変ロ長調のソナタ楽章(断片)K. 569a

von Wolfgang Amadeus Mozart

Unfinished portrait of Mozart by Lange, 1782-83
Mozart, unfinished portrait by Joseph Lange, c. 1782–83

モーツァルトの《クラヴィーアのためのソナタ楽章》変ロ長調(断片)K. 569aは、ウィーン時代に残された未完の遺稿で、おおむね1787年12月から1789年2月にかけての作とされる。自筆譜1枚にのみ伝わり、30代前半のモーツァルトが磨きつつあった明晰でカンタービレな鍵盤様式を、短いながら垣間見せてくれる。

背景と文脈

1787年12月から1789年2月にかけてのウィーンで、ヴォルフガング・アマデウス・モーツァルト(1756–1791)は、《ドン・ジョヴァンニ》の余韻がなお残る時期にありながら、帝都での作曲・教授・出版に追われる多忙な日々を送っていた[1]K. 569aも、こうした後期ウィーンの鍵盤作品世界に属するが、現存するのは未完成の作品にすぎない。すなわち、自筆による断片が1枚の紙葉に記されて残っているだけである[1]。そのため、通常は完全な「ソナタ」としてではなく、モーツァルトが最後まで書き上げなかったソナタ様式の楽章として扱われる。

音楽的性格

現存部分からは、変ロ長調による古典派の慣習的な冒頭楽章が想定される。均整の取れた楽句運び、右手の滑らかな旋律線、そしてモーツァルト円熟期のピアノ書法に典型的な左手伴奏型がそれを支えている[1]。現代の目録や版で鍵盤ソナタ群の中に位置づけられていることからも、対照的な素材の提示や中間部での転調を含むソナタ・アレグロへの志向がうかがえる。ただし、残された1ページだけでは、全体構成を確実に復元することはできない[1]。モーツァルトの完成した後期の変ロ長調鍵盤作品と併せて聴くと、この断片は明晰さの小さくも示唆に富む習作として響く。明るい調性、直接的な主題の輪郭、そして華やかさよりも歌うような線を重んじる姿勢がそこにある。

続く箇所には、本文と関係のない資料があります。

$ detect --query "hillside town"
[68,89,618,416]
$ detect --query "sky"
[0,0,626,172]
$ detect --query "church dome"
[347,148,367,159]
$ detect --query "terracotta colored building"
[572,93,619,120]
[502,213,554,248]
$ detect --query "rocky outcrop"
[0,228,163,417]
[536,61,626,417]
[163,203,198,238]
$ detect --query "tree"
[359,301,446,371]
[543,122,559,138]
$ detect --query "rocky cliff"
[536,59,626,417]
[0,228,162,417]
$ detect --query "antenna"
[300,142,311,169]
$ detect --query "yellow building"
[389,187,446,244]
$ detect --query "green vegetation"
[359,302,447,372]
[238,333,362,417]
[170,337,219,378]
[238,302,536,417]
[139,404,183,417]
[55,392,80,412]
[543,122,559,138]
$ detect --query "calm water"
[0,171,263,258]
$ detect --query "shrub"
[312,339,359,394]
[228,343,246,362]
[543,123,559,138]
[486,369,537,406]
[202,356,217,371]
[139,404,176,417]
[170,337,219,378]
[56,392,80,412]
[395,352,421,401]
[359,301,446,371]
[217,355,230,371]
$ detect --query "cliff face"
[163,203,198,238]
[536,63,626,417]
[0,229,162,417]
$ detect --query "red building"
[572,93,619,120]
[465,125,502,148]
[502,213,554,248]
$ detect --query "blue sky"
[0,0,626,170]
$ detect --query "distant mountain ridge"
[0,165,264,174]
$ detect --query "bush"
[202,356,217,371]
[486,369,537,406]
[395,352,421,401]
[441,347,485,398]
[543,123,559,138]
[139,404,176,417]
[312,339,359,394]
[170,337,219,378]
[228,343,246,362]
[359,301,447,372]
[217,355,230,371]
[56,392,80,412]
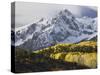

[1] Internationale Stiftung Mozarteum (Köchel Verzeichnis) — KV 569a work entry: status, dating (Vienna, 12.1787–02.1789), autograph fragment details (1 leaf), key and instrumentation.